Johanna Rock

Johanna Rock studied Computer Science at Technical University Graz with a focus on IT Security and Computational Intelligence. In 2022 she finished her PhD in the field of resource-efficient neural networks for radar signal processing.
She worked as an intern in the Arm Machine Learning Research Group in Cambridge and started a full time position at Tenstorrent Inc. as a Senior Engineer in Machine Learning in Fall 2022.


Session

04-15
13:00
45min
How to get by with AI: AI Tooling and how it’s changing everything we do.
Gabriel Schanner, Johanna Rock

Breakthroughs in AI frequently made the news in 2022. While “AI” as a Buzzword has been around for many years, it’s become a fast-evolving technology in recent times. AI models have not only become much more powerful, but they have also reached a level of maturity and ease of access that changed the user base from scientists and tech enthusiasts to people with a large variety of backgrounds. These tools offer services in a variety of fields and can be grouped by input and output modalities: text/language, audio, video, and images.

Arguably the most prominent ones in recent times have been the following:

  • Dalle 2.0 by OpenAI April 2022
  • Stable Diffusion by Stability.ai in September 2022
  • ChatGPT by OpenAI in November 2022
  • CoPilot by Github in 2021

The first part of this talk aims to give an introduction to these AI tools. With a structured overview, inspiring examples, and references to open-source alternatives, we want to illustrate how broad the AI tooling landscape has become and how fast it is evolving. Based on our trials, we show use cases of how to improve every day (work) life and discuss the potential as well as challenges and limitations when using these new tooling concepts.

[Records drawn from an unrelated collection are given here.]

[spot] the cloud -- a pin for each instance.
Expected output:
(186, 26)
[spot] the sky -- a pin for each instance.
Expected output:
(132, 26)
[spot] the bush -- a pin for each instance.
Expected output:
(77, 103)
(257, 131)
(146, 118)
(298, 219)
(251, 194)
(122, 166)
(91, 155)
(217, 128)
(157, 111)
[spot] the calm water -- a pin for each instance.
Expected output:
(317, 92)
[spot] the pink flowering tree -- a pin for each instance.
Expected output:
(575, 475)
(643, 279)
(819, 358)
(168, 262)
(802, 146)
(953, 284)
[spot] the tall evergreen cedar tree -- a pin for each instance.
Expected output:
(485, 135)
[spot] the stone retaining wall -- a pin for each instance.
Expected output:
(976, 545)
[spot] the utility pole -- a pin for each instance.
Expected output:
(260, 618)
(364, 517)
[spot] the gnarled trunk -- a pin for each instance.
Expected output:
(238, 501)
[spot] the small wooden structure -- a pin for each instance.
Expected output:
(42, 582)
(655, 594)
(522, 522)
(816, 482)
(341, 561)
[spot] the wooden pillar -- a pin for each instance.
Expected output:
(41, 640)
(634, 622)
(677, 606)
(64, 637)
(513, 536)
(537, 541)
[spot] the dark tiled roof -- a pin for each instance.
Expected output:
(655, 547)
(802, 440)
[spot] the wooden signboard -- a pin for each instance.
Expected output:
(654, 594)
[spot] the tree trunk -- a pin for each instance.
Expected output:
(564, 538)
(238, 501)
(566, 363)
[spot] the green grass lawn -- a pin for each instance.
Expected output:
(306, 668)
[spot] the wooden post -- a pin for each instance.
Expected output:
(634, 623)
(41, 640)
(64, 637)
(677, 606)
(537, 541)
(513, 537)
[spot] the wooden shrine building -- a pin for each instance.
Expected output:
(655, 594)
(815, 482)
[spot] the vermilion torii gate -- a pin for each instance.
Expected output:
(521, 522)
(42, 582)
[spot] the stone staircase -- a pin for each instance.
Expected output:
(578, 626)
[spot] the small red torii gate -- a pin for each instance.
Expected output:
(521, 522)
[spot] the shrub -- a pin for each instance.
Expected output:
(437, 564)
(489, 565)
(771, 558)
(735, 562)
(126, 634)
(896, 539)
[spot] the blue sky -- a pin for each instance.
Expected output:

The second part of this presentation focuses on the underlying AI concepts and technical background. Through one specific model, i.e. ChatGPT, we want to give the listener a good intuition about the inner workings of the model. We illustrate the model architecture and explain how training was done. We discuss the basic building blocks and then move on to the decisive breakthrough concepts that made modern generative AI so successful. Employing concrete examples we demonstrate the limitations and shortcomings of these models and point out directions of ongoing research.

With this talk, we hope to inspire new usage ideas of AI tools in the listener and give a good intuition about what AI tools are and how they work. It’s not black magic, but this doesn’t make it less fascinating.